2. The method of claim 1, further comprising:

determining an ideal ground state based on the trial wave function by using a phaseless auxiliary-field quantum Monte Carlo (ph-AFQMC) algorithm.

3. The method of claim 1, further comprising:

receiving an indication of the cutoff value input by a user.

4. The method of claim 1, wherein a rank of the composite coefficient tensor is not less than the cutoff value.

5. The method of claim 1, wherein the composite coefficient tensor is a direct product of the plurality of coefficient tensors.

6. The method of claim 1, wherein each of the plurality of coefficient tensors is a configuration interaction (CI) expansion of corresponding active space.

7. The method of claim 1, wherein the trial wave function is determined further based on a plurality of basis states for the plurality of active spaces.

8. The method of claim 7, wherein the plurality of basis states for the plurality of active spaces are determined by using one of:

an algorithm of active space decomposition (ASD),

an algorithm of low-rank approximation (LRA) using rank-one basis states, or

an algorithm of localized-active space self-consistent field (LASSCF).

9. The method of claim 1, wherein the composite coefficient tensor is a sparse tensor.

10. The method of claim 1, wherein the plurality of active spaces of the molecular system are determined based on chemical bonding between a plurality of subsystems of the molecular system.

11. A device comprising:

at least one processor; and

at least one memory storing instructions that, when executed by the at least one processor, cause the device at least to:

obtain a plurality of active spaces of a molecular system;

determine a plurality of coefficient tensors for the plurality of active spaces respectively;

determine a composite coefficient tensor based on a tensor product of the plurality of coefficient tensors of the plurality of active spaces; and

determine a trial wave function based on the composite coefficient tensor and a cutoff value.

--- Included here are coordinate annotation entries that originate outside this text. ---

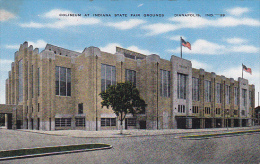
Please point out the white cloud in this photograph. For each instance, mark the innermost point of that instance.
(125, 25)
(236, 40)
(197, 22)
(5, 15)
(111, 48)
(204, 47)
(197, 64)
(237, 11)
(12, 46)
(245, 49)
(5, 66)
(142, 51)
(32, 25)
(37, 44)
(177, 38)
(63, 21)
(159, 28)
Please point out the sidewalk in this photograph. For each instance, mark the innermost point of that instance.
(134, 133)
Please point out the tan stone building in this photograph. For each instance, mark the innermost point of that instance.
(59, 89)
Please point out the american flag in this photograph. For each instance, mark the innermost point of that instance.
(185, 44)
(247, 69)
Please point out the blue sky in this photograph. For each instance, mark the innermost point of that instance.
(219, 43)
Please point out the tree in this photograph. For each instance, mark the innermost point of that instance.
(123, 98)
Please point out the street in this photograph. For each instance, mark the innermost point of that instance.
(144, 149)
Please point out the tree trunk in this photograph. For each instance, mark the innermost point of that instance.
(121, 127)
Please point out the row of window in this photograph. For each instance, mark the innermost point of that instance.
(195, 109)
(38, 108)
(207, 110)
(66, 122)
(112, 122)
(108, 77)
(20, 80)
(181, 108)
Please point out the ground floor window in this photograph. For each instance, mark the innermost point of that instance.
(108, 121)
(62, 122)
(243, 112)
(235, 112)
(207, 110)
(181, 108)
(217, 110)
(195, 109)
(131, 121)
(80, 121)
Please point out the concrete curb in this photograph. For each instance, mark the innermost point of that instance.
(219, 134)
(113, 134)
(53, 153)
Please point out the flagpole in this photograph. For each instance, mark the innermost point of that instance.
(181, 46)
(242, 70)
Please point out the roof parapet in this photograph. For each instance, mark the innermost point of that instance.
(92, 51)
(153, 58)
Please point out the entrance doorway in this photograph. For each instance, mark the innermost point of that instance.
(142, 124)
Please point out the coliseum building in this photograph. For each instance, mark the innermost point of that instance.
(59, 89)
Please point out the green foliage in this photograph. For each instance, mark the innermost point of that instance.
(123, 98)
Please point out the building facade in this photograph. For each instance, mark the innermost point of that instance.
(59, 89)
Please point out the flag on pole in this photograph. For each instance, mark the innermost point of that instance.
(185, 44)
(247, 69)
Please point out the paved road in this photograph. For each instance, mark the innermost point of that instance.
(144, 149)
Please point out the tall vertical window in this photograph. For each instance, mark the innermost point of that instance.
(20, 80)
(63, 81)
(244, 97)
(218, 89)
(207, 91)
(181, 90)
(227, 94)
(250, 98)
(236, 95)
(130, 75)
(80, 108)
(38, 88)
(195, 89)
(165, 83)
(108, 76)
(32, 80)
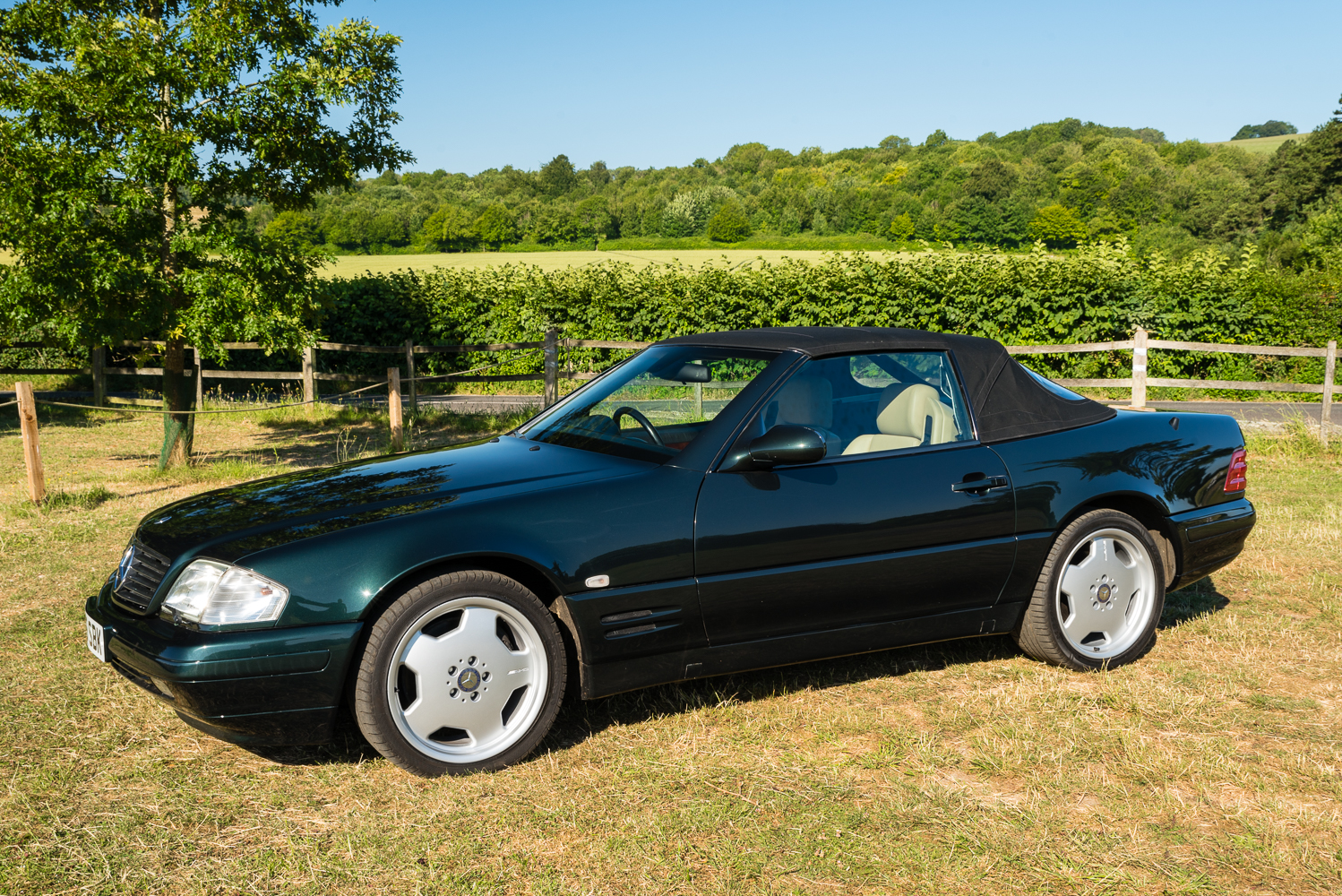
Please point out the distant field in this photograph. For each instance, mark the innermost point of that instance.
(1264, 145)
(357, 264)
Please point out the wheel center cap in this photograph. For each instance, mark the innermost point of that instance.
(469, 679)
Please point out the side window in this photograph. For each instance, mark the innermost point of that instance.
(867, 402)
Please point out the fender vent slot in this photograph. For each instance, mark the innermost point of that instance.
(625, 616)
(144, 574)
(636, 629)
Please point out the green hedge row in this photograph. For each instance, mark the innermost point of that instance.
(1096, 294)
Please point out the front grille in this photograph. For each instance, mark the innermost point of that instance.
(144, 573)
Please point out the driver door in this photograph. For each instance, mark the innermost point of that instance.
(905, 517)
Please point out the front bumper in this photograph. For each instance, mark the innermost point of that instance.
(1209, 538)
(264, 687)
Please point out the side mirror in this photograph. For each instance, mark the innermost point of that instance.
(784, 444)
(692, 372)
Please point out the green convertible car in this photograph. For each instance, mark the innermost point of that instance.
(716, 504)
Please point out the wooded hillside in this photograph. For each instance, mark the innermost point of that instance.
(1063, 183)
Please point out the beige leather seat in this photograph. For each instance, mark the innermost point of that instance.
(908, 416)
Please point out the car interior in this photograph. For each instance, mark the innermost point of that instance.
(859, 404)
(863, 404)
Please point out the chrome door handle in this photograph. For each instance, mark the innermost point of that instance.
(973, 486)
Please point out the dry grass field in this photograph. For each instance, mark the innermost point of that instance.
(1209, 768)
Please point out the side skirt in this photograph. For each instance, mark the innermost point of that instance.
(604, 679)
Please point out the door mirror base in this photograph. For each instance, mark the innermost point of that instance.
(783, 444)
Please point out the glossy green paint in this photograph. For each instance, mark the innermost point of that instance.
(865, 542)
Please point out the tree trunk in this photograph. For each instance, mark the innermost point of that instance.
(178, 428)
(178, 394)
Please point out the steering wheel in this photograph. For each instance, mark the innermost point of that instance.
(639, 418)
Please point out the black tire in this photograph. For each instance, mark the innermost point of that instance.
(1099, 594)
(434, 712)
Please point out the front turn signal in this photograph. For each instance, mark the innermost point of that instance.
(1237, 475)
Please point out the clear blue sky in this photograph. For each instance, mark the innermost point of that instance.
(651, 85)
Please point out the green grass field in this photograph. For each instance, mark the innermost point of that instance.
(1258, 145)
(965, 768)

12. The device of claim 11, wherein the device is further caused to:

determine an ideal ground state based on the trial wave function by using a phaseless auxiliary-field quantum Monte Carlo (ph-AFQMC) algorithm.

13. The device of claim 11, wherein device is further caused to:

receive an indication of the cutoff value input by a user.

14. The device of claim 11, wherein a rank of the composite coefficient tensor is not less than the cutoff value.

15. The device of claim 11, wherein the composite coefficient tensor is a direct product of the plurality of coefficient tensors.

16. The device of claim 11, wherein each of the plurality of coefficient tensors is a configuration interaction (CI) expansion of corresponding active space.

17. The device of claim 11, wherein the trial wave function is determined further based on a plurality of basis states for the plurality of active spaces.

18. The device of claim 17, wherein the plurality of basis states for the plurality of active spaces are determined by using one of:

an algorithm of active space decomposition (ASD),

an algorithm of low-rank approximation (LRA) using rank-one basis states, or

an algorithm of localized-active space self-consistent field (LASSCF).

19. The device of claim 11, wherein the composite coefficient tensor is a sparse tensor.

20. A non-transitory computer readable storage medium having computer executable instructions stored thereon, the instructions, when executed by a device, causing the device to perform:

obtaining a plurality of active spaces of a molecular system;

determining a plurality of coefficient tensors for the plurality of active spaces respectively;

determining a composite coefficient tensor based on a tensor product of the plurality of coefficient tensors of the plurality of active spaces; and

determining a trial wave function based on the composite coefficient tensor and a cutoff value.